Machine learning is one of the most exciting technologies in today’s world. It pays really well too (~$150k/yr according to Indeed).

Wait, machines that can learn? Are we talking The Terminator??

No. Well sort of, just not walking, killing machines quite yet. And hopefully that never happens. Although Robots are starting to dance pretty well.

Don’t let the name fool you, Machine learning sounds complicated but we’re talking about software programs learning from input (like a set of data or images) and then taking some intelligent action as a result.

The good news is that having a good machine learning book can make all the difference between getting it and struggling until you give up.

And if you’re looking to get into machine learning or are curious about the field, a good book makes a great starting point.

Whether you’re a beginner, looking to delve into deep learning or neural networks or use machine learning for algorithmic trading, there is something for you among the top rated machine learning books below.

Disclosure: This article includes affiliate links that may provide a commission to me at no cost to you if you make a purchase through them.

What are the best Machine Learning Books?

Hands-On Machine Learning with Scikit-Learn, Keras, and TensorFlow

Hands-On Machine Learning with Scikit-Learn, Keras, and TensorFlow

Author: Aurelien Geron

Where to Buy

Summary

Hands down, Hands-On Machine Learning is the best machine learning book you can read if you’re new to machine learning, deep learning, and neural networks.

You will get a hands-on experience of the concepts, tools, and techniques you will be using to implement machine learning in your projects.

Who Is It For

Hands On Machine Learning is geared towards python programmers with close to zero knowledge of machine learning.

As a prerequisite, you need to be comfortable with python and its data science libraries like NumPy, Pandas, and Matplotlib.

What You Will Learn

A range of machine learning tools ranging from the simplest like linear regression to advanced deep learning concepts.

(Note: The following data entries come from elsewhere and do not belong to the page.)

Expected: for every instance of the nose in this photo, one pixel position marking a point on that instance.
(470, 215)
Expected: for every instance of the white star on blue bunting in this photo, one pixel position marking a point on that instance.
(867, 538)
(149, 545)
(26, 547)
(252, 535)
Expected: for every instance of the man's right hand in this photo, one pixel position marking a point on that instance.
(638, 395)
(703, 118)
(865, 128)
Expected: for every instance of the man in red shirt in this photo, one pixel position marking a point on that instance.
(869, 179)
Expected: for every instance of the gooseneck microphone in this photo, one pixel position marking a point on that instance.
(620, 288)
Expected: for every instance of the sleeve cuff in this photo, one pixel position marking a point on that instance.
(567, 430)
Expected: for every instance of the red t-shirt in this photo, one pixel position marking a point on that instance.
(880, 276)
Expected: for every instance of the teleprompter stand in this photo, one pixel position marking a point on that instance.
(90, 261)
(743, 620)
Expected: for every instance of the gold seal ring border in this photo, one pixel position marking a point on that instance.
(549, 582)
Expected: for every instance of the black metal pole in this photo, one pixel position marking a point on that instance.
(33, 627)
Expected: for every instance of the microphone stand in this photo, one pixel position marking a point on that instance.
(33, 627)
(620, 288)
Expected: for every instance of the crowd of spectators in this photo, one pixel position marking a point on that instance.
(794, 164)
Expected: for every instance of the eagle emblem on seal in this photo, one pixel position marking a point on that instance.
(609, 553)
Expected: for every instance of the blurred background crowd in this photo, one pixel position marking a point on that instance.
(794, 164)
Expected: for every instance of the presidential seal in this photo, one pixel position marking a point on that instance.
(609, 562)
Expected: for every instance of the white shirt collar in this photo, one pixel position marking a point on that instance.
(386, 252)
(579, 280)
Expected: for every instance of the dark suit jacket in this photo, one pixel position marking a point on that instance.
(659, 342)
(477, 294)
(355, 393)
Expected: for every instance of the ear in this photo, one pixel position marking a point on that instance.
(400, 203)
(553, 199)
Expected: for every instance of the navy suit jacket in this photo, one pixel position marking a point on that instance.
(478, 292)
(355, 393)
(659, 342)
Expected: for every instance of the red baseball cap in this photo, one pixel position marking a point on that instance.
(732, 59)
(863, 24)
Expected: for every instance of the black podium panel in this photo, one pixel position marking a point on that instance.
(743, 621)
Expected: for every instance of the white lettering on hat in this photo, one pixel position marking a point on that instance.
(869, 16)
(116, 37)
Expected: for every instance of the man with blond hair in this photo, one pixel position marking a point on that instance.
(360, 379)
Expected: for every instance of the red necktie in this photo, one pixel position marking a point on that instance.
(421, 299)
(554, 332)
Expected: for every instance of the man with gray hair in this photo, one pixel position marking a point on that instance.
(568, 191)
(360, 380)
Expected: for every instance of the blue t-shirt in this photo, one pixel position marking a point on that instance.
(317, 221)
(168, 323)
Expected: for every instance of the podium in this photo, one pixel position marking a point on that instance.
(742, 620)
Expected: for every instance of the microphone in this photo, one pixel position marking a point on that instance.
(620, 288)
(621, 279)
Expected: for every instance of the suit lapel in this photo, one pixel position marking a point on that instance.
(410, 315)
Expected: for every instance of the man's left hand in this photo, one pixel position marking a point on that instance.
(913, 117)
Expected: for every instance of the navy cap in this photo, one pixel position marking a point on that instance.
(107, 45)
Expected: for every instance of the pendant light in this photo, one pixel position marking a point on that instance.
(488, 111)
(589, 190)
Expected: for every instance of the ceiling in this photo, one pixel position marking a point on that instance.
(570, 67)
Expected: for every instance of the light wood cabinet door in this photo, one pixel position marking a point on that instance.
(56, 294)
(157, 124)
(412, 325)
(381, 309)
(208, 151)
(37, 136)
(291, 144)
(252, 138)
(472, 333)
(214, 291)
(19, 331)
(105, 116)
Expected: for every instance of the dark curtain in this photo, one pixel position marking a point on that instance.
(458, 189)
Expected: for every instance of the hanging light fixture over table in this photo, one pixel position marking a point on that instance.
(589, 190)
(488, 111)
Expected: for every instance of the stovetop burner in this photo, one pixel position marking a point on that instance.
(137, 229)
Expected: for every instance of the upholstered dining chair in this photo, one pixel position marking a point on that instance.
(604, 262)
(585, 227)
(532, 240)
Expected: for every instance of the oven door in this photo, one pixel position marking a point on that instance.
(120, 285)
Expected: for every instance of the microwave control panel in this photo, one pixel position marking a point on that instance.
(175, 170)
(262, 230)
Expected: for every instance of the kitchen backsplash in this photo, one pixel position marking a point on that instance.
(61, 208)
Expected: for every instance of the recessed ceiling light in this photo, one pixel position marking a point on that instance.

You will also learn how to use Scikit-Learn, Tensor Flow, and Keras libraries for machine learning projects and neural networks.

Whether your goal is to make a DIY robot smart, train a neural network, or mine hidden gems from company data, Hands-On Machine Learning will show how.

Pros

  • Color illustrations make it a fun read
  • Covers recent developments in the field
  • Hands-on approach with minimal theory
  • Excellent coverage of the field
  • Clear explanations in simple English
  • Great reference for machine learning projects

Cons

  • Not for the absolute beginner in coding as it require basic python experience
  • Not a light read – comes in at almost 800 pages

Machine Learning For Absolute Beginners: A Plain English Introduction

Machine Learning For Absolute Beginners: A Plain English Introduction

Author: Oliver Theobald

Where to Buy

Summary

Machine Learning For Absolute Beginners is the best first machine learning book for a beginner programmer to read.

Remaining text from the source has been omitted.